Les deux concepts du salaire moyen utilisés dans l’étude sont définis comme suit :

- Le salaire horaire de base des ouvriers ou SHBO : mesuré par la Dares à partir de l’enquête trimestrielle sur l’activité et les conditions d’emploi de la main d’œuvre (ACEMO). Cet indicateur ne comprend ni les primes (sauf, le cas échéant, la prime liée à la réduction du temps de travail), ni les heures supplémentaires. Il s’agit d’un salaire brut de base mesuré à structure de qualification constante.

- Le salaire moyen par tête ou SMPT : est calculé en rapportant la masse salariale brute (D11) à l’effectif salarié en moyenne annuelle. C’est un concept qui intègre toutes les composantes de la rémunération salariale, et en particulier les primes et majorations liées aux heures supplémentaires. Les données trimestrielles ici mobilisées concernant l’évolution du SMPT viennent des comptes nationaux élaborés par l’INSEE.

ANALYse

Le cœur de l’article présenté ici est la spécification des équations des salaire permettant de mesurer l’effet d’une revalorisation du Smic sur le SHBO ou le SMPT9 à travers différentes régression linéaires.Dans un premier temps, les auteurs ne prennent en compte que le niveau et la variations du taux de chômage, la productivité, la durée du travail, et l’IPC comme variables explicatives du salaire moyen. A court terme, les variations de prix se répercutent davantage sur le SHBO que sur le SMPT. En effet, le SMPT inclut des éléments de rémunération (primes diverses) moins directement indexés que le salaire de base.

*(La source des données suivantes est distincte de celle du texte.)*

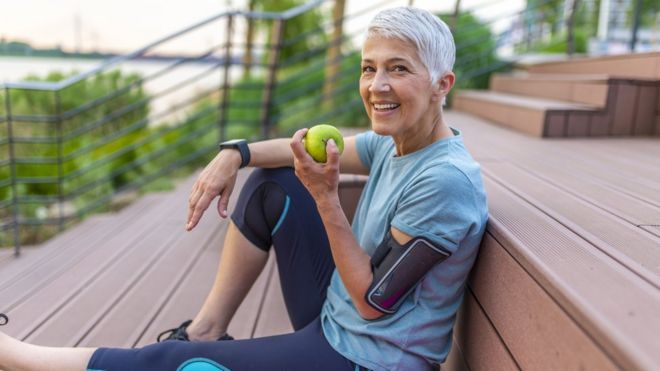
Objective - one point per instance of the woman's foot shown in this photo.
(187, 331)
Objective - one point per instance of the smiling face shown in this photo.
(396, 89)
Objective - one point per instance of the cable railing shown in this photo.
(75, 146)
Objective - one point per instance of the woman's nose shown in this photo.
(380, 83)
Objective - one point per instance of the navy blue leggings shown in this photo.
(274, 209)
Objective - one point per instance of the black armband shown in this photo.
(397, 269)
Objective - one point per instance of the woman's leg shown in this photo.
(19, 356)
(305, 350)
(273, 209)
(240, 265)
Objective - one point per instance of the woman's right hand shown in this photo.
(217, 179)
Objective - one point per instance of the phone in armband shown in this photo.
(397, 269)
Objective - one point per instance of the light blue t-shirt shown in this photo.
(435, 192)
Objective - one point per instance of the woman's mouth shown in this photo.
(385, 107)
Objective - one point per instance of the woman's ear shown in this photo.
(443, 86)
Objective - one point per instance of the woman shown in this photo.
(424, 197)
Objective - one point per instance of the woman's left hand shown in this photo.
(321, 180)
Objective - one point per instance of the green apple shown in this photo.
(316, 139)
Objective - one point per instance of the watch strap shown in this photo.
(242, 146)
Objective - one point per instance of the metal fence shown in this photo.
(79, 144)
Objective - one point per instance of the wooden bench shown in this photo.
(568, 272)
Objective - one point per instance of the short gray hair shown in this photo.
(430, 35)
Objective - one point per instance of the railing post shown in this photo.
(249, 37)
(224, 95)
(13, 174)
(60, 155)
(273, 59)
(636, 21)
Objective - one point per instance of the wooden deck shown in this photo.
(568, 276)
(120, 279)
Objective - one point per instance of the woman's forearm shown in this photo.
(352, 262)
(271, 153)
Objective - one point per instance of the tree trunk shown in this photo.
(570, 21)
(333, 61)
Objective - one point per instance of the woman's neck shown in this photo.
(426, 135)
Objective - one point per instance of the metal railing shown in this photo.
(74, 146)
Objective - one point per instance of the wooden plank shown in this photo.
(69, 245)
(82, 297)
(622, 241)
(455, 360)
(37, 297)
(653, 229)
(622, 319)
(599, 124)
(555, 125)
(478, 341)
(645, 111)
(578, 124)
(517, 305)
(583, 157)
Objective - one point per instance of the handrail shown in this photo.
(54, 86)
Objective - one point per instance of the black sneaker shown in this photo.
(181, 334)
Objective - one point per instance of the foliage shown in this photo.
(558, 43)
(475, 52)
(294, 27)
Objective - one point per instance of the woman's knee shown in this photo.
(261, 205)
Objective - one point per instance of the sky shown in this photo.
(125, 25)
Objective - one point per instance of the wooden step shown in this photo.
(637, 65)
(586, 89)
(533, 116)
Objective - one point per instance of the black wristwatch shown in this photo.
(241, 146)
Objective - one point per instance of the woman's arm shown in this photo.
(349, 161)
(219, 176)
(352, 262)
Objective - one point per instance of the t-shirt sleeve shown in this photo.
(367, 144)
(441, 206)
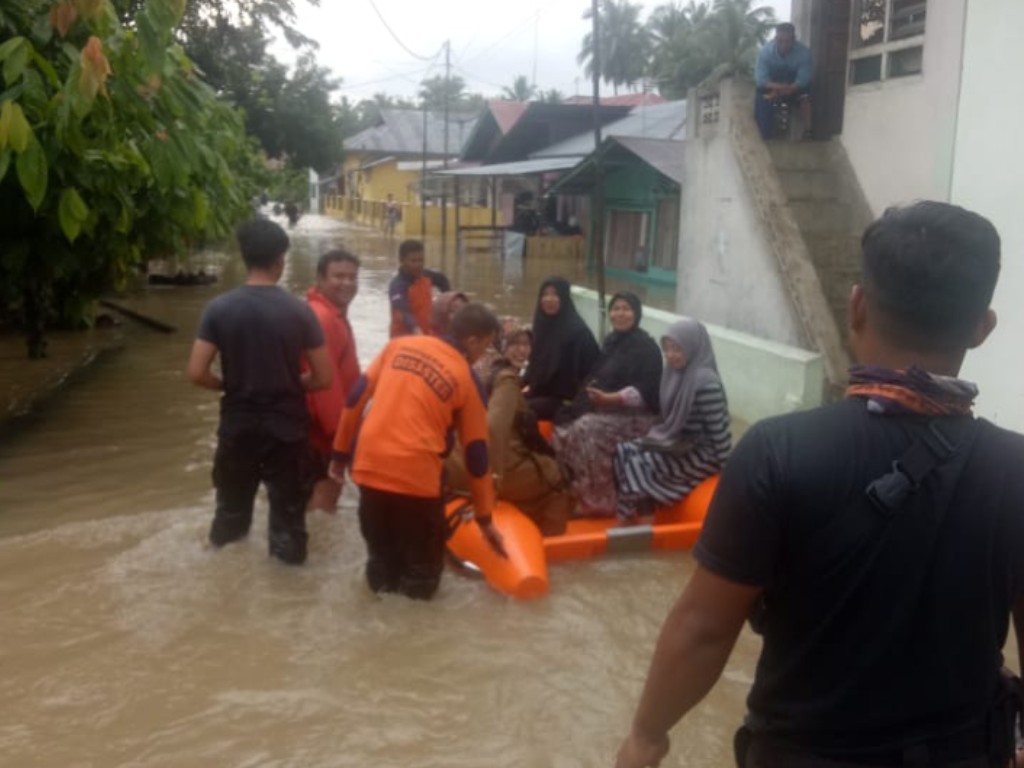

Dans un second temps, les auteurs ajoutent aux variables explicatives du salaire moyen l’impact des variations (présentes et passées) du Smic: il en ressort que les variations du Smic se répercutent davantage sur le SHBO que sur le SMPT. En outre, les élasticités sont plus élevées à long terme (aux alentours de 0,3 tant pour le SHBO que le SMPT), ce qui indique que les effets des variations du Smic sur le salaire moyen prennent du temps pour se réaliser. Le coefficient lié à l’IPC, quant à lui, diminue par rapport à la première régression, ce qui signifie que les variations de prix se répercutent sur le salaire moyen par le biais des variations du Smic.

Dans un dernier temps, l’étude présente un modèle qui décompose les effets des revalorisations du Smic en fonction de la composante à la base de la revalorisation : l’indexation sur les prix, l’indexation sur la moitié du pouvoir d’achat du SHBO et les coups de pouce. Les effets d’une revalorisation diffèrent sensiblement entre les trois composantes.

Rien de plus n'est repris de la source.